一番上のが問題のKENWOOD DP-1100Dです。その下はDENON DCD-830。一番下のはこれらが繋がっているAU-α607無印です。

DP-1100Dの底板を外したところ。ピックアップメカ周りのダイギャストシャーシが実にものすごいです。普通、中級機でここまでやるでしょうか?これを見てしまうと、ちょっと手放せなくなりそうです。

これがトレイ系のベルト部分です。2重にした輪ゴムで誤魔化していましたが、これを外します。

バンコードの長さを決めるため、糸を巻いて測定します。約94mmでしたので、糸の伸びやバンコードの伸びを考えて90mmでベルトを作ります。
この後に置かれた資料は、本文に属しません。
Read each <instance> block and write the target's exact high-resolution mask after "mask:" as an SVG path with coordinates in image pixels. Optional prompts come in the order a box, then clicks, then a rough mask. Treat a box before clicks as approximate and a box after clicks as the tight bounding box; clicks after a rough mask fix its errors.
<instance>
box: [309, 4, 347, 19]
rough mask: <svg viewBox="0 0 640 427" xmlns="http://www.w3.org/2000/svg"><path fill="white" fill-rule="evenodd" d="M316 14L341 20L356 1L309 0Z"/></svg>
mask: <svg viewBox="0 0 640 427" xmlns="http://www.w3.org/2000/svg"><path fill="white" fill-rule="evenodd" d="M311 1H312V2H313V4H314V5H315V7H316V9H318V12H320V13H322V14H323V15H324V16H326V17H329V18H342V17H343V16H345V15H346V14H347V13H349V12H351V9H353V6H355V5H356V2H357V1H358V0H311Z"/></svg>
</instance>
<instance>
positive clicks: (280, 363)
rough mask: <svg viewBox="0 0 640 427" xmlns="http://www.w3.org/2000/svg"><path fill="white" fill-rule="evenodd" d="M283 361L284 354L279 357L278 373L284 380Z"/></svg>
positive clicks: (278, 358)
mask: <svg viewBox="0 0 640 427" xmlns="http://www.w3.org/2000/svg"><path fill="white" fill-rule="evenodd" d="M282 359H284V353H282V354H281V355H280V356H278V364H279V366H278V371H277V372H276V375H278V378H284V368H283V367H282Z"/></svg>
ここでノギスの出番です。テープで90mmに切ったバンコードの断面がピッタリ合うように固定し、ライターで焼いたカッターの刃を両方にあて、溶けたところで圧着します。しばらく冷やしてから、はみ出た部分を削ればできあがり。

完成品です。つなぎ目がイマイチ汚いのはご愛嬌。でも、今回の使用場所から考えて、これくらいなら気にしないことにします。接着強度は実に強く、思いっきり引っ張っても切れません。この感じだと、あと10年は持ちそうに思われ...

張り替えた様子。なんとサイズはピッタリでした。すべりもなく、純正ベルトよりいいかも知れません。

交換後は滑らかに、そして力強く開閉するようになりました。かなり古いCDデッキですが音に芯がある感じで、下のDENON DCD-830より好みかも知れません。74分超のCD、CD-Rも問題ありません。そうなると、あとはリモコンが欲しいですね。

バンコードのこと

考えるに5mのバンコードって、生きてるうちに使いきれるんでしょうか。今回使ったのが90mmだけなので、同じモノだと5000÷90≒55。あと54台直せることになるわけですね。がんばってみましょう(汗)。
最後に、バンコードを小売いただいた卸のB太郎さんありがとうございました(笑)。今後ともよろしくお願いいたします。